A consumer process/pod is not the same as a consumer tag. One application instance can create multiple consumers, and each consumer has a tag.
During shutdown, the consumer should stop receiving new deliveries, drain in-flight messages if possible, then ack/nack appropriately, then close channel/connection.
24. Broker-side routing
Routing happens inside broker, not in producer code.
Producer supplies:
exchange + routing key + message
Broker evaluates:
exchange type + bindings + binding keys/arguments
Outcome:
zero queues matched
one queue matched
multiple queues matched
Zero queues matched is dangerous if ignored.
Mitigations:
- mandatory flag + return listener;
- alternate exchange;
- publisher metrics for returned messages;
- topology validation in CI/CD;
- startup topology assertion;
- environment parity check.
Do not assume publish success means message reached a queue.
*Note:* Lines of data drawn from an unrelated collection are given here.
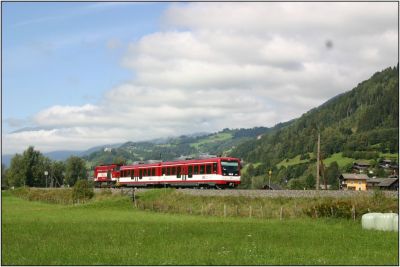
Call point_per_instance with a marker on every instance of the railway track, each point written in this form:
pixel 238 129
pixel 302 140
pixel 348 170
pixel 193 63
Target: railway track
pixel 263 193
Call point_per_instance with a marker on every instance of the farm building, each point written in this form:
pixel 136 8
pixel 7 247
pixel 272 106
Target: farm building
pixel 352 181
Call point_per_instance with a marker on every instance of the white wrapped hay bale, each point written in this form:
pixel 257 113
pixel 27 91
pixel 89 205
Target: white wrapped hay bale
pixel 368 220
pixel 380 221
pixel 384 221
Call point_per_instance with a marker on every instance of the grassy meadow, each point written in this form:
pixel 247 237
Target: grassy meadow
pixel 110 231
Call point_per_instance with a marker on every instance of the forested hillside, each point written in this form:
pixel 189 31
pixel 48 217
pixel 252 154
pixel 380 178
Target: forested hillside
pixel 362 122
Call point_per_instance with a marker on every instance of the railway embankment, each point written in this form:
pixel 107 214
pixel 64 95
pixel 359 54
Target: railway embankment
pixel 267 193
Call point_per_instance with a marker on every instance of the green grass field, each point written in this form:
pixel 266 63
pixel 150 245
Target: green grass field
pixel 212 139
pixel 112 232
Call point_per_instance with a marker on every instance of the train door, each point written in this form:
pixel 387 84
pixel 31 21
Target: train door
pixel 184 172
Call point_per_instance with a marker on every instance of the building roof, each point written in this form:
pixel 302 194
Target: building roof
pixel 387 182
pixel 347 176
pixel 374 180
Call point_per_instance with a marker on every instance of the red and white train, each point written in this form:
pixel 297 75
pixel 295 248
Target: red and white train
pixel 218 172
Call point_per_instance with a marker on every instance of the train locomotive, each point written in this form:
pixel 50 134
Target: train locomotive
pixel 219 172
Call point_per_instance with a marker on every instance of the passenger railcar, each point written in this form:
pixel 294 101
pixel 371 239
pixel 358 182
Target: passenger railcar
pixel 218 172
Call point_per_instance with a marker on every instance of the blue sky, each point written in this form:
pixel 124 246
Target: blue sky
pixel 67 53
pixel 82 74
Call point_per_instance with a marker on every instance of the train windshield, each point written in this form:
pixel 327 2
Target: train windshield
pixel 230 168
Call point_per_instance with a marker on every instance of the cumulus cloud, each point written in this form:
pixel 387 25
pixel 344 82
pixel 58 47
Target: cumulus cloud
pixel 217 65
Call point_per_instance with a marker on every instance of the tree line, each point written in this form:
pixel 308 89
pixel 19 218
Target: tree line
pixel 33 169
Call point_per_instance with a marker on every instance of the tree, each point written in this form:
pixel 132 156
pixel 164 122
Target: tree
pixel 82 190
pixel 75 170
pixel 57 172
pixel 310 181
pixel 28 169
pixel 332 174
pixel 17 172
pixel 296 183
pixel 4 181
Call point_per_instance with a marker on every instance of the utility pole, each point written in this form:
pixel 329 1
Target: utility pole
pixel 317 185
pixel 269 180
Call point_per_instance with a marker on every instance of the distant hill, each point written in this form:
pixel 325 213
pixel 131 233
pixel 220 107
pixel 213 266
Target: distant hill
pixel 194 145
pixel 360 124
pixel 54 155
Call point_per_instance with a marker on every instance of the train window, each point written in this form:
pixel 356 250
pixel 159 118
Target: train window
pixel 190 171
pixel 208 168
pixel 201 169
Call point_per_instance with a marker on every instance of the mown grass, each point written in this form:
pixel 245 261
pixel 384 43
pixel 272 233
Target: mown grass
pixel 172 201
pixel 112 232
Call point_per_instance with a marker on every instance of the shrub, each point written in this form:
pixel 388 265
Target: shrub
pixel 82 190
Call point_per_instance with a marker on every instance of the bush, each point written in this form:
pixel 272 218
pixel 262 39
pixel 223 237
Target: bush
pixel 55 196
pixel 82 190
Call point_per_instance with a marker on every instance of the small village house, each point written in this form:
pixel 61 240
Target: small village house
pixel 352 181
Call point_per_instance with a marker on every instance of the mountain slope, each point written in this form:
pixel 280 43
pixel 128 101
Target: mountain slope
pixel 363 119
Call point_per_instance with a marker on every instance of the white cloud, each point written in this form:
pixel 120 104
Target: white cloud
pixel 217 65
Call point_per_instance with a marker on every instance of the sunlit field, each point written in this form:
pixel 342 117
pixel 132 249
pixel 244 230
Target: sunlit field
pixel 112 232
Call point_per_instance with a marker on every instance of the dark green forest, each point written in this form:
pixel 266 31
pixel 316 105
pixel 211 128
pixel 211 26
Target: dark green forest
pixel 361 123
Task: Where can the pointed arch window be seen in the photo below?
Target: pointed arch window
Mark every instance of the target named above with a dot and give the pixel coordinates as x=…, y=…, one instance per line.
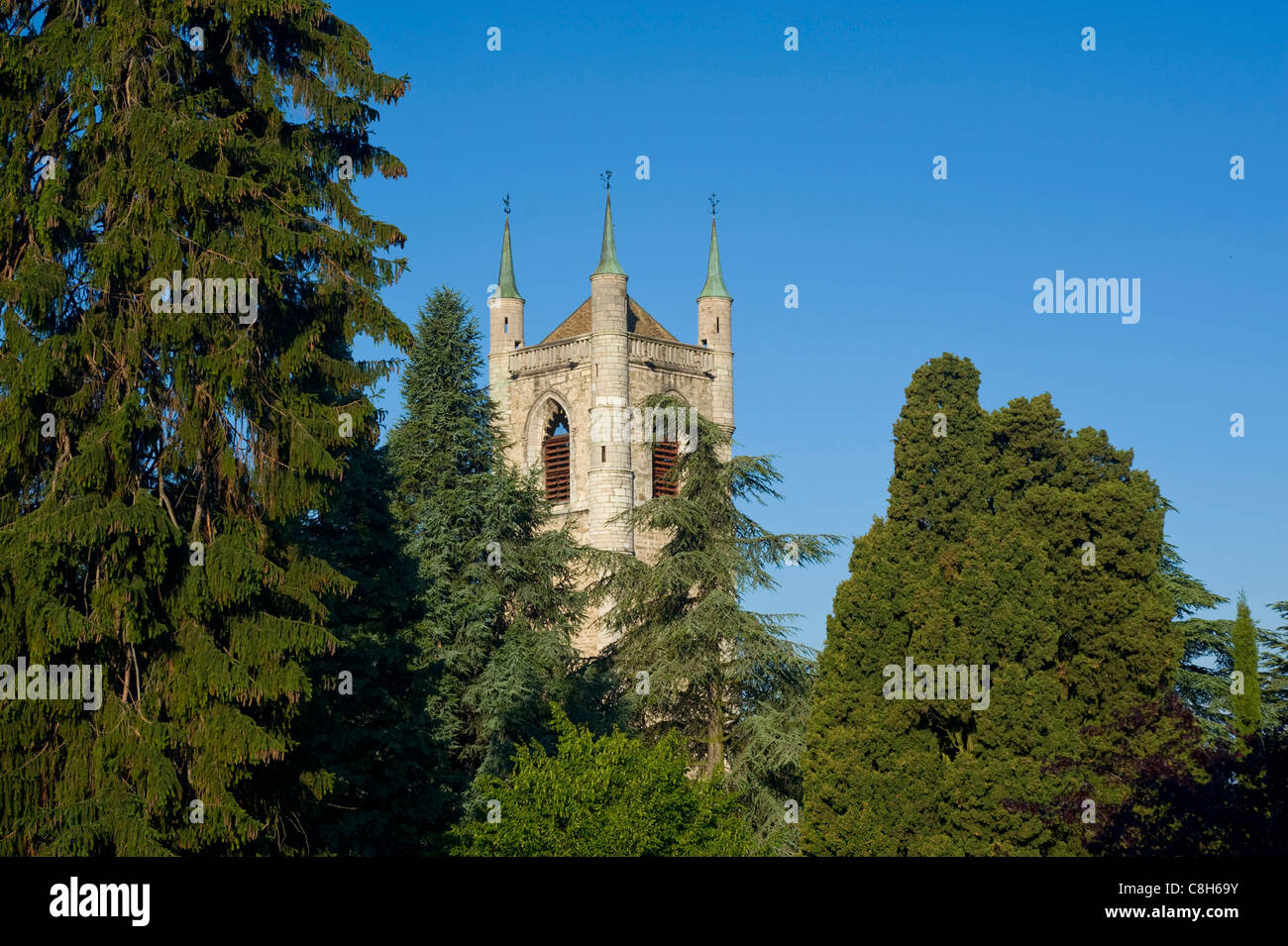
x=557, y=457
x=664, y=461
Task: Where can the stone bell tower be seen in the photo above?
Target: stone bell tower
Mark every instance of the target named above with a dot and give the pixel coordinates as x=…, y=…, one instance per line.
x=559, y=400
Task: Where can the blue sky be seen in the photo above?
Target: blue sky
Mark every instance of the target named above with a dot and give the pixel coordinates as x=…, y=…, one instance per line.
x=1113, y=162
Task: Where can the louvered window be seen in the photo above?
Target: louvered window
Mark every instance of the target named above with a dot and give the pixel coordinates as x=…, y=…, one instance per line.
x=555, y=460
x=664, y=459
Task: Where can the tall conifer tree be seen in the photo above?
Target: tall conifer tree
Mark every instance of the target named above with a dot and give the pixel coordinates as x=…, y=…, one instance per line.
x=155, y=442
x=1247, y=705
x=729, y=681
x=498, y=597
x=1010, y=545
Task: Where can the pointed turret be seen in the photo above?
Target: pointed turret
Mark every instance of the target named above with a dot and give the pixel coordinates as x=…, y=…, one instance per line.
x=608, y=250
x=715, y=332
x=505, y=326
x=506, y=279
x=715, y=282
x=609, y=477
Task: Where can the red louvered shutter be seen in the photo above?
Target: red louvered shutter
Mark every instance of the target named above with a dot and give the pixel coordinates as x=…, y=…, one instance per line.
x=555, y=460
x=664, y=459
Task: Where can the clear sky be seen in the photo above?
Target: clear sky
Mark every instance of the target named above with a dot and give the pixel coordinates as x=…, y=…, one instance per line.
x=1102, y=163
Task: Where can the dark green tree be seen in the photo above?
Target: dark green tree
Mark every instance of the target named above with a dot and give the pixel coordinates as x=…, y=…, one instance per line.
x=1274, y=674
x=1016, y=546
x=612, y=795
x=1247, y=704
x=729, y=681
x=498, y=588
x=1203, y=678
x=368, y=727
x=156, y=441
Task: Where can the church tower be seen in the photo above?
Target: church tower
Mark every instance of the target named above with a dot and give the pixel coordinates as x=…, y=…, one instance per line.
x=563, y=403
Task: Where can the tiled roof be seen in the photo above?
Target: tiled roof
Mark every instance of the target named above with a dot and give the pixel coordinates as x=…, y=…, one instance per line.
x=638, y=322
Publish success and route success are different concepts.
25. Publish success vs route success vs process success
RabbitMQ systems have multiple success boundaries.
| Boundary | What it means | How to observe |
|---|---|---|
| Application decision success | Service decided message should exist | DB/outbox/application log |
| Publish call success | Client sent publish frame | Client result/log |
| Publisher confirm | Broker accepted publish according to confirm mode | Confirm listener/metric |
| Route success | Message matched queue | mandatory return/alternate exchange/topology |
| Queue enqueue | Message is in queue | queue depth/management UI |
| Delivery success | Broker delivered to consumer | deliver rate/unacked |
| Processing success | Consumer completed side effect | app metric/DB state |
| Ack success | Broker removed delivery from queue | ack rate/unacked decreases |
A production incident often happens because teams collapse all these into "sent message".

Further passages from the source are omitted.